Writing a blog increases your knowledge about things you didn't realise you needed to know. Take this week for example. It's been a bit mixed, as I shall describe in a moment, hence why its title is curate's egg; we all know the line that follows someone's description of a thing being like the curate's egg is 'good in parts'. What I didn't know, however, until I wikied, was that the term derives from a Punch cartoon from 18 hundred-and-a-long-time-ago, the purpose of which was to to suggest that some things simply can't be partly good or partly bad, a bit like you can't be partly pregnant, and thereby expose the obsequiousness of the eponymous curate. So if my interpretation is right, when we describe something as a curate's egg we're misusing the term; it's not good in parts, it's unequivocally bad. Which wasn't my week at all, which begs the question as to whether my title of this nonsense is right. But it's there now, so away we go...
Good things first. Offspring #2 got straight As in his As, meaning he gets to go to Exeter Uni to do History & Philosophy, his first choice of place and subject. Phew. He worked very hard and deserves his success.
Second, the boy and I celebrated by a weekend of walking in the Shropshire hills, along Wenlock Edge and up and over the Long Mynd. This is becoming an annual trip for the two of us; we park in Church Stretton and walk a 30 mile circuit, staying somewhere near Craven Arms overnight. We walked clockwise rather than anti-clockwise this year by way of a change, which meant Saturday was the shorter leg, walked in warm weather. We had half an hour or so of rain on Sunday, but it didn't dampen our spirits - we had a great couple of days. Well I did anyway, you can't always tell with 18 year old boys can you? We drank beer, ate fish 'n' chips and ice cream, and watched Match of the Day though, so surely it can't have been all bad?

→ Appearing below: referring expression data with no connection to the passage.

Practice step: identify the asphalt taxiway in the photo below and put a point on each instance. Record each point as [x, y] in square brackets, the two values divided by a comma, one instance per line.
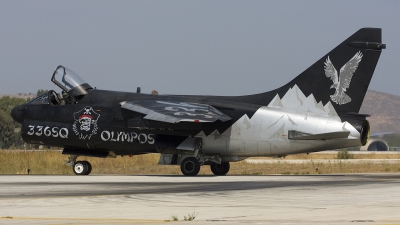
[313, 199]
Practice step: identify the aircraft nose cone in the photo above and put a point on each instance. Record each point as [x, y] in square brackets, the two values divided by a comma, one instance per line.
[17, 113]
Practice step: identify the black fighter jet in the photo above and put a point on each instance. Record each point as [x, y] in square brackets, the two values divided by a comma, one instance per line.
[318, 110]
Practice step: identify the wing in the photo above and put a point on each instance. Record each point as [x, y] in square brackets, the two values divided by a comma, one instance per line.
[175, 111]
[330, 71]
[347, 71]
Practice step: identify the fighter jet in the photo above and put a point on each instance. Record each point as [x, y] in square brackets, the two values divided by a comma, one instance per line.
[318, 110]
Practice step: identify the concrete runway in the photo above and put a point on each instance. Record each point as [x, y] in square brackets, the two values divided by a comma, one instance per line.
[313, 199]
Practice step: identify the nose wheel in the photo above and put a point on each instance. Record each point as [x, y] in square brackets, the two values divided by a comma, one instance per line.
[82, 168]
[190, 166]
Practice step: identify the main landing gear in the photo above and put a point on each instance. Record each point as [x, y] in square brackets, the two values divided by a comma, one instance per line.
[220, 169]
[190, 166]
[79, 167]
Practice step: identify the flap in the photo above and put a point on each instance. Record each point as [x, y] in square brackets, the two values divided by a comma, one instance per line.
[175, 111]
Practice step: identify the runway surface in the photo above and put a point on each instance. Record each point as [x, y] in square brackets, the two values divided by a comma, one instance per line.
[313, 199]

And then to complete the hattrick of son-related good things, he worked like a demon in our garden on Monday, clearing a massive, unkempt border. What a star.

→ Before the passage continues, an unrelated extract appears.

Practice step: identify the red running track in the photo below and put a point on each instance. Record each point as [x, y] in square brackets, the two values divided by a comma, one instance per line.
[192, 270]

Other good things have included HMRC cancelling a fine for late submission of a tax return (which wasn't justified in the first place, but that's not the point is it?), finding out just how close Brad and Cav will come to my house on the Tour of Britain (very), and the Vuelta being covered on poor person's telly (mine).
However, all that has been tinged with a bit of worry and sadness, nearly all of it involving the older generation. Howie Johnson wasn't that, but there's still something shocking about the premature death of someone you've known, even only slightly. Mendip Rouleur has blogged about his mum's circumstances. My mother's digestive problems don't compare to those, though we are waiting to establish the results both of her invasive medical tests, and the seriousness of my mother-in-law's liver problem. The next couple of weeks should tell us. Those are the worries.

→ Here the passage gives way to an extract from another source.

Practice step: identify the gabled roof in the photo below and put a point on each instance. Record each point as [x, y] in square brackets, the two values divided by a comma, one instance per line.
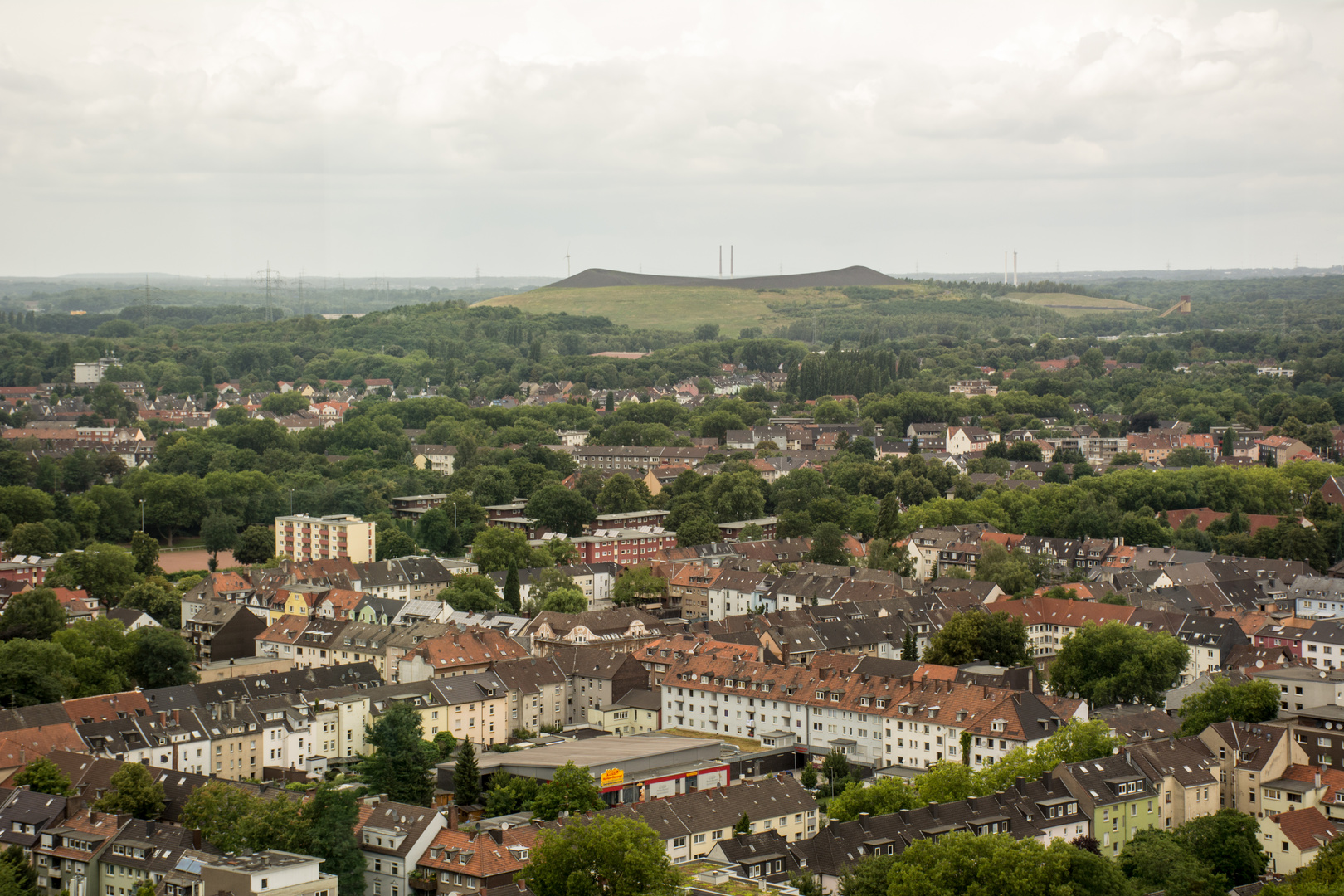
[1308, 829]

The sadness concerns my stepmother, who, I learned, seems to be conducting a campaign among her and my father's friends to badmouth the conduct of my sister and I since our father's death couple of years ago. Ho hum. All the earlier things put that kind of pointless, destructive behaviour into context. I haven't the slightest intention of responding to it, and I'm not quite sure what she hopes to achieve. Learn and move on.
I can't end on that note though. The sun is shining, cycling is on tv as I write this, and a Bank Holiday weekend is imminent. The silver linings are re-asserting themselves.